- Theatrical release poster
- Directed by: Caarthick Raju
- Screenplay by: Caarthick Raju
- Story by: Caarthick Raju
- Dialogues by: Nandu Savirigana Bhanu Bogavarapu
- Produced by: Vidya Koppineedi; Bhanu Pratapa; Riyaz Chowdary;
- Starring: Sree Vishnu; Ketika Sharma; Ivana; Vennela Kishore;
- Cinematography: R. Velraj
- Edited by: Praveen K. L.
- Music by: Vishal Chandrashekhar
- Production companies: Geetha Arts; Kalya Films;
- Release date: 9 May 2025;
- Running time: 129 minutes
- Country: India
- Language: Telugu
- Box office: ₹34.65 crore^{[citation needed]}

= Single (film) =

2025 Indian Telugu film by Caarthick Raju

Single (stylized as #Single) is a 2025 Indian Telugu-language romantic comedy film directed by Caarthick Raju and presented by Allu Aravind. The film was produced by Geetha Arts and Kalya Films. It stars Sree Vishnu, Ketika Sharma, Ivana and Vennela Kishore in the lead roles. The music was composed by Vishal Chandrashekhar.

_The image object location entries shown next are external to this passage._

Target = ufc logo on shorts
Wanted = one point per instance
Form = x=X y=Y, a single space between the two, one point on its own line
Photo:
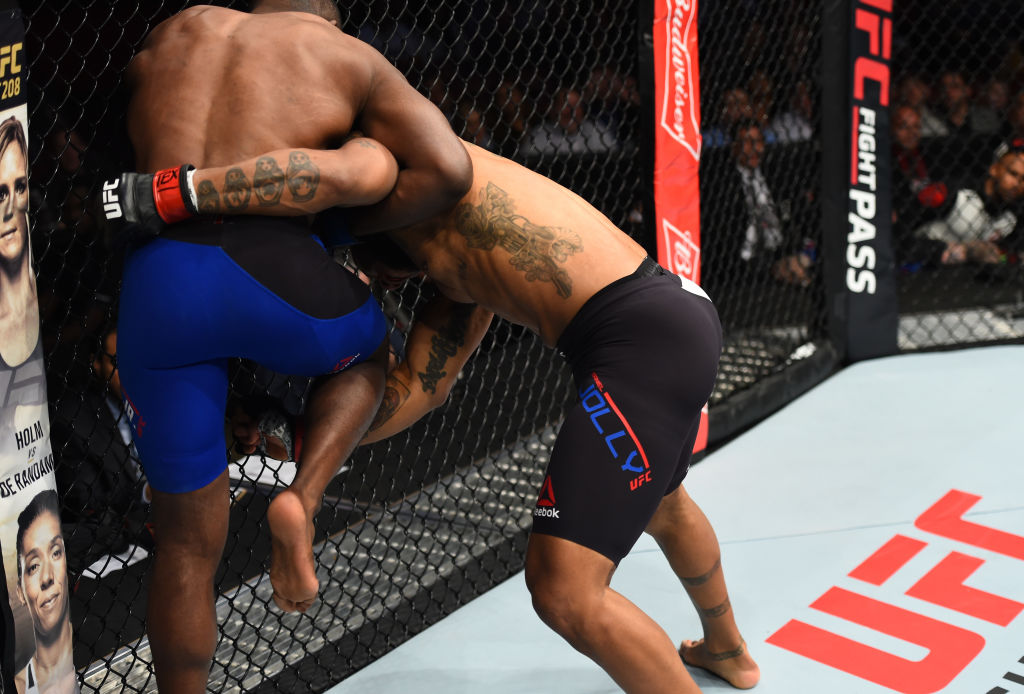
x=112 y=206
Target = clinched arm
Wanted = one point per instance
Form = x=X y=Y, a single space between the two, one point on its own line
x=434 y=167
x=439 y=344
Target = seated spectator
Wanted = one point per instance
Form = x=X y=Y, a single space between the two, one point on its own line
x=98 y=470
x=750 y=227
x=103 y=492
x=918 y=191
x=979 y=222
x=913 y=91
x=612 y=98
x=762 y=89
x=993 y=100
x=469 y=124
x=796 y=124
x=567 y=129
x=1013 y=128
x=735 y=107
x=509 y=119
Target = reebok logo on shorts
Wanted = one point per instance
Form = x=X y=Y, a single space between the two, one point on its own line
x=343 y=363
x=546 y=502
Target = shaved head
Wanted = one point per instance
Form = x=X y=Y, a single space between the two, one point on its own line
x=324 y=8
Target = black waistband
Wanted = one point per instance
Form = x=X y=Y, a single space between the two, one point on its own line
x=648 y=268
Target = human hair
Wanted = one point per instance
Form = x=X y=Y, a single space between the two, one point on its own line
x=323 y=8
x=11 y=131
x=383 y=249
x=43 y=502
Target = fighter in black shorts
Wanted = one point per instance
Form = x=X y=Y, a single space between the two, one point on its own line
x=643 y=345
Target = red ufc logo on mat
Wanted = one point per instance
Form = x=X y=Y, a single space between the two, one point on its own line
x=949 y=648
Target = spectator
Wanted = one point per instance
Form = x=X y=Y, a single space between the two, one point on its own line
x=752 y=228
x=471 y=126
x=977 y=222
x=1013 y=128
x=567 y=129
x=761 y=88
x=511 y=116
x=612 y=97
x=796 y=124
x=916 y=194
x=914 y=92
x=967 y=146
x=992 y=104
x=735 y=107
x=98 y=474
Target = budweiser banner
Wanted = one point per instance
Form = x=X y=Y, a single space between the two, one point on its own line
x=37 y=619
x=677 y=145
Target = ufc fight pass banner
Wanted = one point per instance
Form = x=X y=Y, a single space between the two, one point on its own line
x=677 y=145
x=37 y=634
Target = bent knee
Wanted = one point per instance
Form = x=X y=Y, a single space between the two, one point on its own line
x=561 y=605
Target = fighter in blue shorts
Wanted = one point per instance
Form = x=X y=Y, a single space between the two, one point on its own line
x=264 y=103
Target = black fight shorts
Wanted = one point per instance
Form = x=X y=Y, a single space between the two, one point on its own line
x=644 y=354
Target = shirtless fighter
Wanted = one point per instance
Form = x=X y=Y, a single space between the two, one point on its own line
x=205 y=91
x=643 y=346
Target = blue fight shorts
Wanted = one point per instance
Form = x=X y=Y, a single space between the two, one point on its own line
x=256 y=288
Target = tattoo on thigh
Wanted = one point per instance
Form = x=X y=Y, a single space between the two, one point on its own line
x=445 y=344
x=537 y=251
x=208 y=201
x=704 y=577
x=716 y=611
x=268 y=181
x=302 y=175
x=237 y=189
x=395 y=393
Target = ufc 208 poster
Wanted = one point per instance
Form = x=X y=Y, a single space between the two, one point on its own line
x=37 y=633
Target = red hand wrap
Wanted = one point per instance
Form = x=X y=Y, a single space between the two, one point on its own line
x=169 y=190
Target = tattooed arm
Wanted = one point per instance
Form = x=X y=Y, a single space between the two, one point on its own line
x=288 y=182
x=435 y=169
x=443 y=336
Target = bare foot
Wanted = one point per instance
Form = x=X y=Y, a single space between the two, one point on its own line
x=293 y=571
x=735 y=666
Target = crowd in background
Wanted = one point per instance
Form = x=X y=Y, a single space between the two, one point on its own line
x=957 y=141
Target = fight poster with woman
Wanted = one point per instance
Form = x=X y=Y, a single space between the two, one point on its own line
x=37 y=633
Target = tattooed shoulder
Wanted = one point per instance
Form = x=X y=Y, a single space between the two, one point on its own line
x=538 y=251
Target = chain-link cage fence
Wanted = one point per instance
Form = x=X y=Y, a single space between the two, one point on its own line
x=413 y=527
x=417 y=525
x=760 y=210
x=957 y=162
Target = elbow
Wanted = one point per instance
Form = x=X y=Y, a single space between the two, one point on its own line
x=440 y=395
x=456 y=175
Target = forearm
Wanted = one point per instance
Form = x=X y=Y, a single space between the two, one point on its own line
x=419 y=193
x=295 y=182
x=435 y=170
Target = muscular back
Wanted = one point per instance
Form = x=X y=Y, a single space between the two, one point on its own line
x=213 y=85
x=522 y=247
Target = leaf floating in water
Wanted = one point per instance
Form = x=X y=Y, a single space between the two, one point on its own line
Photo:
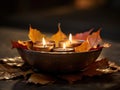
x=59 y=36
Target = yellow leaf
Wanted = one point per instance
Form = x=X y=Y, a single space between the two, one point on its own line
x=84 y=47
x=59 y=36
x=35 y=35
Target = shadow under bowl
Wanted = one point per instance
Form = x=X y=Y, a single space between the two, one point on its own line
x=59 y=62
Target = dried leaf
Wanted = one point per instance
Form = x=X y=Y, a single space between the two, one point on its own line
x=42 y=79
x=35 y=35
x=8 y=72
x=16 y=61
x=94 y=39
x=59 y=36
x=91 y=70
x=82 y=36
x=16 y=44
x=84 y=47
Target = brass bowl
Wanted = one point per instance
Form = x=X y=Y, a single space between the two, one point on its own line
x=59 y=62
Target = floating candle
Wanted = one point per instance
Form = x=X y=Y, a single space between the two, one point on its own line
x=63 y=49
x=70 y=42
x=43 y=45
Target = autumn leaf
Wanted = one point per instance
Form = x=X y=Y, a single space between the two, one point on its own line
x=82 y=36
x=94 y=39
x=84 y=47
x=16 y=44
x=59 y=36
x=92 y=70
x=35 y=35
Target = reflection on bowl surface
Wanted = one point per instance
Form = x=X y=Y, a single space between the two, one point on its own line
x=59 y=62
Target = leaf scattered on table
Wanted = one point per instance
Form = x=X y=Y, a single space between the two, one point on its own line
x=16 y=44
x=8 y=72
x=91 y=70
x=16 y=61
x=40 y=79
x=59 y=36
x=35 y=35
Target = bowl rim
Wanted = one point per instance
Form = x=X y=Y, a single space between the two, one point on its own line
x=62 y=53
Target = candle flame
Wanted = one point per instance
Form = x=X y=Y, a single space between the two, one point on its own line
x=70 y=37
x=64 y=46
x=43 y=41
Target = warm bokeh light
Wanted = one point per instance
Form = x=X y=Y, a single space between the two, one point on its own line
x=44 y=42
x=70 y=37
x=64 y=46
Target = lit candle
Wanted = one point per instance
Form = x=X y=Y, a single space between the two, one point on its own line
x=70 y=38
x=43 y=45
x=70 y=42
x=63 y=49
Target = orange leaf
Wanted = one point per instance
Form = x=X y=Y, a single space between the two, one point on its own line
x=59 y=36
x=84 y=47
x=82 y=36
x=35 y=35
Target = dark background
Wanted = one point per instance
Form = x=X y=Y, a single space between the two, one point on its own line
x=74 y=16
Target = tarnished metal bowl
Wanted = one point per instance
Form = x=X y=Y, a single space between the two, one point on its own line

The film was theatrically released on 9 May 2025 to positive reviews from critics and became a box office success.

== Plot ==
Vijay, a bank employee, falls in love with Purva Nettem at first sight and attempts to get closer to her in hopes of winning her affection. Meanwhile, Harini who secretly harbours feelings for Vijay, begins to follow him. The story unfolds as Vijay gradually learns about Harini's identity and intentions, while Purva comes to understand Vijay's true feelings and motivations.

== Cast ==
- Sree Vishnu as Vijay
- Ketika Sharma as Purva Nettem, Vijay's love interest
- Ivana as Harini
- Vennela Kishore as Aravind
- VTV Ganesh as Aravind's boss
- Kalpa Latha as Harini's mother
- Rajendra Prasad as ASN Murthy, Harini's father
- Prabhas Sreenu as a rowdy hired by Vijay
- Kirrak Seetha as Purva's friend
- Satya as Surendra, Purva's groom
- Narne Nithin as Nithin (cameo appearance)
- Reba Monica John as Ileana, Vijay's first crush (cameo appearance)
- Manasa Chaudhary Cherukuri as Mamatha Kulakarni, Vijay's second crush (cameo appearance)
== Production ==
On 29 February 2024, coinciding with Sree Vishnu's birthday, Geetha Arts officially announced the film with the working title #SV18. The official title of the film was revealed as #Single on 10 February 2025.

== Music ==
The soundtrack album and background score for the film were composed by Vishal Chandrashekhar. On 4 April 2025 the first single "Shilpi Yevaro" was released. The lyrics were written by Shreemani and sung by Yazin Nizar. On 17 April 2025, "Sirrakaindhi Single Bathuku" was released with lyrics by Ramajogayya Sastry and sung by Rahul Sipligunj.

| No. | Title | Lyrics | Singer(s) | Length |
|---|---|---|---|---|
| 1. | "Shilpi Yevaro" | Shreemani | Yazin Nizar | 3:00 |
| 2. | "Sirrakaindhi Single Bathuku" | Ramajogayya Sastry | Rahul Sipligunj | 3:24 |

== Release ==

===Theatrical===
1. Single was theatrically released on 9 May 2025.

===Home media===
The digital distribution rights of the film were acquired by Amazon Prime Video. The satellite rights were bought by Zee Telugu.

== Reception ==
Paul Nicodemus of The Times of India awarded the film 3/5 stars, describing it as “a cheerful, no‑fuss comedy that thrives on chemistry, comic timing, and a generous dose of pop culture.” Sanjay Ponnappa of India Today gave the film 3/5 stars and wrote "Single is a light-hearted comedy that blends traditional filmmaking styles with contemporary themes, offering a nostalgic take on humor reminiscent of popular social media trends". Srivathsan Nadadhur of The Hindu stated "Sree Vishnu’s romcom is a bag of outdated tricks, led by Sree Vishnu and Vennela Kishore is a vain attempt at confusion comedy".